Hashtable has extra overhead which array does not, but array need to be predefined on its capacity, while hashtable only for content actually in the input. For vrey long string, Array can be a better choice since total number of distinct characters are predefined and likely the very long string will contain every character. Choice between them is situation by situation.

Array is a contiguous block of memory, while linked list is sparsely distributed. inserting or deleting an element in array requires every elements after it either be shifted left or right or even totally relocate to different memory area. while linked list just need to change a node's linkage.

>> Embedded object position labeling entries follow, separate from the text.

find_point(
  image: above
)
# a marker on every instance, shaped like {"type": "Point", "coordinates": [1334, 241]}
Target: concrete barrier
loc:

But traversal of linkedlist is linear and worse can be N if the element is at tail of singly linked list.

Recursion


All recursion can be converted to iteration.
it is most useful for tasks that can be defined in terms of similar subtasks. the key is to identify out relationship between whole and subtasks. Tree problems can typically be resolved by recursion because tree is composed of subtrees.

Base case: when to stop, when the subroutine can finish without calling itself
Recursive cases: the sub problems have not been resolved.

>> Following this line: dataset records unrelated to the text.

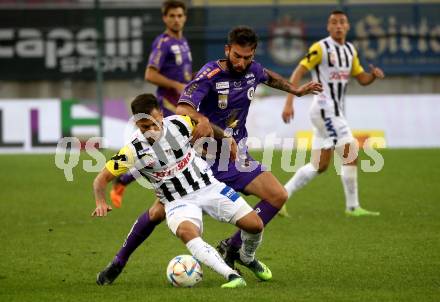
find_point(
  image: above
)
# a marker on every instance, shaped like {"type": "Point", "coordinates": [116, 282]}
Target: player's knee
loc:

When converting recursive to iterative routine, usually start from base case, and build up the whole solution from bottom up. Recursive calls are generally used to preserve the current values of local variables and restore them when the subtask performed by the recursive call is completed.Since recursively calls are using stack to reserve the local variables, you can also use stack in iterative calls to mimic the recursive call behavior, but then very often, it is about more trouble than it’s worth.

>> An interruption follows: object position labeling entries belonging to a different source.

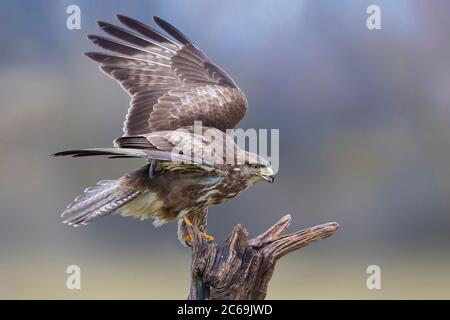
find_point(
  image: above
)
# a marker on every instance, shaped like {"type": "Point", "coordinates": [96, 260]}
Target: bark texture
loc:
{"type": "Point", "coordinates": [242, 268]}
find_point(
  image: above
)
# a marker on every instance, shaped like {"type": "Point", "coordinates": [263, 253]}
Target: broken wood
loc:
{"type": "Point", "coordinates": [242, 268]}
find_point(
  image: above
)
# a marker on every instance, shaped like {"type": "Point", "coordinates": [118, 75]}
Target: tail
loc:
{"type": "Point", "coordinates": [98, 201]}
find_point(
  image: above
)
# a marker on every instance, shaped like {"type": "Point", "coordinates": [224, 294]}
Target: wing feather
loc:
{"type": "Point", "coordinates": [172, 83]}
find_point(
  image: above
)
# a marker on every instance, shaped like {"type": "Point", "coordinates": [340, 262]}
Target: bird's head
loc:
{"type": "Point", "coordinates": [256, 169]}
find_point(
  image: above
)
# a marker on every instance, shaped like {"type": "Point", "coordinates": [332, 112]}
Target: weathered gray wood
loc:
{"type": "Point", "coordinates": [242, 268]}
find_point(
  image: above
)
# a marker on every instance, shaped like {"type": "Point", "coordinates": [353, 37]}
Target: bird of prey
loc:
{"type": "Point", "coordinates": [172, 84]}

with help of memorization, many recursive solution become more efficient by avoiding duplicated calculations, and can be called DP: dynamite programming.

It's common to prepare some parameter in another routine, and call the recursive routine from there.

Iteration


When converting recursion to iteration, think it either bottom up or top down. and also thinking about using a queue like structure to hold the intermediate results for further process until result is good.
Typical example would be using queue in tree's traversal, and string permutation example I gave in another article.

Stack and Queue

using stack to reverse order or access.(LIFO)
using queue to keep order or access.(FIFO)

String & Array

1. find first non-repeated character

--using a array indexed by character(128 for ASCII)
--using hash table/map if potential characters are in huge amount, do first loop to build up hashmap, do second loop to find first character that repeats only once
 --to find last non-repeated, looping back or resort to a data structure like LinkedHashmap that keeps the insertion order(you can make onekey-value pair with equals and hashcode same as it's key's behavior)

 Tree


BFT


BFT is used for level by level process, usually resorting to a queue to add a node, remove it, process it, and add its children to queue from left to right. keep processing it until queue is empty.

The queue here is changing constantly by removing a node adding its children to tail of queue.

Levels


usually you do not need to deal with level, if you do need to figure out level you are in, Another queue for serving queue of all children would be helpful. this case the normal queue mentioned above would serve for current level. while processing current level, when the current queue turns empty, it will add children back in, and clear out children queue. level will increase when this happens.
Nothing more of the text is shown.